And to avoid this potential vulnerability the **S boxes must NOT BE LINEAR**

### Exhaustive search attacks
Attack:
- given c and m where c = DES(k, m)
- find k knowing c and m

Q: how many such k are there. We know that m is encrypted using the specific key, but is there only one key k such that c = DES(k, m)?\
A: 
- suppose DES is an ideal cipher
- then DES is a collection of random invertible functions f: {0, 1}^64 -> {0, 1}^64 and the size of this collection is 2^56 (because there is 2^56 keys)
- we got k such that c = DES(k, m)
- there are 2^56 - 1 keys left, lets call them K'
- what is the probability that there is k' from K' such that c = DES(k, m) = DES(k', m)?

More formally:
```raw
Pr [DES(k, m) = DES(k', m)]

m -> DES(*, m) -> 2^56 different c's

DES(k) defines a permutation P. sizeof(P) = 2^64. P is uniformly distributed. All elements in P are unique (since DES(k) is invertible which means that DES(k, m) is bijective function one to one mapping). And encryption using DES is just sampling this permutation DES(k) at index m or DES(k)[m]

DES(*) defines 2^56 such permutations so we can even simplify:
DES = list[list[int]]
DES_encrypt(k, m) => DES[k][m]

In that case Pr [DES(k, m) = DES(k', m)] = 1/2^64 (sample DES(k')[m] = c with probability = 1/2^64)
But there are 2^56 such k'
So probability that there are such k' in K' is (2^56 - 1) * (1 / 2^64) = 1/256
```

**EACH MATHEMATICAL DISCRETE FUNCTION IS A PERMUTATION P** where sizeof(P) = sizeof(input space) and sizeof(uniques(P)) = sizeof(output space)

Each f :: input -> output defines a permutation P_f :: output[sizeof(input)] and\
f becomes f x = P_f[x]

In [49]:
def DES_P(k) -> list[int]:
    xs = [] # range(2^64)
    shuffle(xs, k) # shuffle xs based on k
    return xs

def DES_encrypt(k, m):
    return DES_P(k)[m]

- DES is invertible since its a feistel_network
- is lambda x: F(k_i, x) must be invertible? no because feistel_network is invertible with any F. And in fact F uses S boxes and S boxes are not invertible because it maps 2^6 into 2^4!!!
- but feistel_round itself is invertible with any F since it uses xor and that's the property of feistel_network -- its invertible with any F

Q: Is feistel_round invertible?\
A: YES!

In [50]:
n = 10061999
f = lambda x: dword_bound(*feistel_round(*dword_decay(x), lambda x: x + 123))
f_inv = lambda x: dword_swapped(dword_bound(*feistel_round(*dword_decay(dword_swapped(x)), lambda x: x + 123)))

print(f(n), f_inv(f(n)))

43215956647446826 10061999


To summarize:
- given c = DES(k, m) and m the probability that there is only one such k is 1 - 1/256
- given c0, c1 and m0, m1 probability that there is only one such k is 1 - 1/2^71
- that facts means that if you got only one pair (c, m) the key is completely determined (its safe to say that there is only one such k)
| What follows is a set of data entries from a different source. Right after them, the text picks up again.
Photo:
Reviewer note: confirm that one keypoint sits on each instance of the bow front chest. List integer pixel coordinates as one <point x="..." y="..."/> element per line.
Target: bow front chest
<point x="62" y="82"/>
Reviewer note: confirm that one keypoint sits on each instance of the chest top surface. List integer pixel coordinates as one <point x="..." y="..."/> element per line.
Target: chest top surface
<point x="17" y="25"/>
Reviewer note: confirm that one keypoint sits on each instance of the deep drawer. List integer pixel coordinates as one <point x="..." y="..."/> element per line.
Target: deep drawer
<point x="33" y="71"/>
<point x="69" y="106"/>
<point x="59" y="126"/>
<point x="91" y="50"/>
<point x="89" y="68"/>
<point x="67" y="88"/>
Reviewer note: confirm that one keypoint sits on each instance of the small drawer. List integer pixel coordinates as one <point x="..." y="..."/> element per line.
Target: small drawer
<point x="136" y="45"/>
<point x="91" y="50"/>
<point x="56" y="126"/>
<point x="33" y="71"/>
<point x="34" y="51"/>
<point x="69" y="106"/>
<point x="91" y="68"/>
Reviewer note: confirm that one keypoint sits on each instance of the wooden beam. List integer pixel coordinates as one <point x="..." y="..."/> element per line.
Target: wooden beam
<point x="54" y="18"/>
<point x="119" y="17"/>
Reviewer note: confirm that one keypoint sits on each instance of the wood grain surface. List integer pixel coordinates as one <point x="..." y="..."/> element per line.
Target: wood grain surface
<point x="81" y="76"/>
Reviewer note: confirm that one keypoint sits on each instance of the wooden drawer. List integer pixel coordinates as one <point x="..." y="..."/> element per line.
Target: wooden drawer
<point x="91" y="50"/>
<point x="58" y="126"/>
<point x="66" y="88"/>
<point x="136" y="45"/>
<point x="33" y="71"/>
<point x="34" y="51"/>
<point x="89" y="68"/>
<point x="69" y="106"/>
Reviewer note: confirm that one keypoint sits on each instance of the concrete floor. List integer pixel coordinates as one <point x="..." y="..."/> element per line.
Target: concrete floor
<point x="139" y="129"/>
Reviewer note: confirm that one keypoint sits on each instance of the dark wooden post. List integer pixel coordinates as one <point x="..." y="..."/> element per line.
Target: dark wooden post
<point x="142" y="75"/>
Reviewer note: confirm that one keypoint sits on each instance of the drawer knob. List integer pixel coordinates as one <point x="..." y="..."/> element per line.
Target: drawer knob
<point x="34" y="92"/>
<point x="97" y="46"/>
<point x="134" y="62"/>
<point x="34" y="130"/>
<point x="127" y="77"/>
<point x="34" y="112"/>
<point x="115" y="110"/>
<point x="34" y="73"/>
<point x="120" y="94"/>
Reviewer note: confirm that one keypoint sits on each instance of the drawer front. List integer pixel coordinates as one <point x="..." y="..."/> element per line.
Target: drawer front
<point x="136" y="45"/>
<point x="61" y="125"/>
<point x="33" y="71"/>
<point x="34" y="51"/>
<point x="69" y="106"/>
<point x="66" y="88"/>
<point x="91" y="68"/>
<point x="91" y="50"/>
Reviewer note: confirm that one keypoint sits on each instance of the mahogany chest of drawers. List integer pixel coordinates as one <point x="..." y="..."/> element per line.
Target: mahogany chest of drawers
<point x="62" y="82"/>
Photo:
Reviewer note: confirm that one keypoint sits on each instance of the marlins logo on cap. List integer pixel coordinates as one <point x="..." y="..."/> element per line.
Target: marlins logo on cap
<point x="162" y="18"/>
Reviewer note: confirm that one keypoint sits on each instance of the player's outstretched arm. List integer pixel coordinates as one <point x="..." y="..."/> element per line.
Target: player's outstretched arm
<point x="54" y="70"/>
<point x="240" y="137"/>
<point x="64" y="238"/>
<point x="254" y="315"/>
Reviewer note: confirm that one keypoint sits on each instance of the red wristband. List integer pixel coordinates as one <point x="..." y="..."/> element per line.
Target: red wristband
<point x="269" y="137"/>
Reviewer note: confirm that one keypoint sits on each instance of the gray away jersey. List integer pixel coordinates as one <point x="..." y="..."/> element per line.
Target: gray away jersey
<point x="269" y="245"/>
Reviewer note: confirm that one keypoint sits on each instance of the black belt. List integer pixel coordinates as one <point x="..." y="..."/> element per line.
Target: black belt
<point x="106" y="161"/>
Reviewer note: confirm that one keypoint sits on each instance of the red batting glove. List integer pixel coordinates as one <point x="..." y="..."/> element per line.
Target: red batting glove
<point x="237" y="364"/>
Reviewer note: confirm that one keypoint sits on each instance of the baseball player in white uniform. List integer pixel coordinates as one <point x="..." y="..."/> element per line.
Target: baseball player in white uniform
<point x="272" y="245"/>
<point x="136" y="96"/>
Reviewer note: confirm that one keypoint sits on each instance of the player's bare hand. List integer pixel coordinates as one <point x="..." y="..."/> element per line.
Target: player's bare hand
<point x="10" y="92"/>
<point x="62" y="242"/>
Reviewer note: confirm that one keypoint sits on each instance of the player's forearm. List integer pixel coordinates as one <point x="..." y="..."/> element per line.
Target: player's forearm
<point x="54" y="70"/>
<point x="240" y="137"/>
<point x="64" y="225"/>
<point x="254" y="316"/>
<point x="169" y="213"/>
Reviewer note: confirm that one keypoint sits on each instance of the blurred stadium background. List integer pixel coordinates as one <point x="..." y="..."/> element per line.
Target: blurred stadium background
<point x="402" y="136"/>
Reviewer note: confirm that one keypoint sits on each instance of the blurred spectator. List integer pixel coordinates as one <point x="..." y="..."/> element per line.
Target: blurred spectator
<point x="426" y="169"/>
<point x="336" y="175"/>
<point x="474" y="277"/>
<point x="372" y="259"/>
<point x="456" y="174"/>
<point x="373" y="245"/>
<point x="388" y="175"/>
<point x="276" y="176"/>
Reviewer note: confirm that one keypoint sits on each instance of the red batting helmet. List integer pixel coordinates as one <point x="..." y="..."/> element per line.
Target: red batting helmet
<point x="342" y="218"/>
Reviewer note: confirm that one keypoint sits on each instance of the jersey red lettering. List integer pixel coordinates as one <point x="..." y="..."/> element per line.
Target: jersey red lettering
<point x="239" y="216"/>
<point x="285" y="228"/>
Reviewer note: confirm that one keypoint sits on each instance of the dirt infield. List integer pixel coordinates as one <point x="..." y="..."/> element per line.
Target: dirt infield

The attack where the (c, m) are known and you derive k from it is called **exhaustive key search**

The DES is completely breaked:
- there are attacks that can break the DES encryption in 22 hours
- there are specific computers that can do that in less then a week

The simplest and "dumbest" solution is 3DES:

In [51]:
# sizeof(k) = 168 bits
def DES3(k, m):
    bits_48_mask = 0x111111111111111111111111111111111111111111111111
    k0 = k >> 48 * 0 & bits_48_mask
    k1 = k >> 48 * 1 & bits_48_mask
    k2 = k >> 48 * 2 & bits_48_mask
    return DES(k2, DES(k1, DES(k0, m, True), False), True) # E(D(E))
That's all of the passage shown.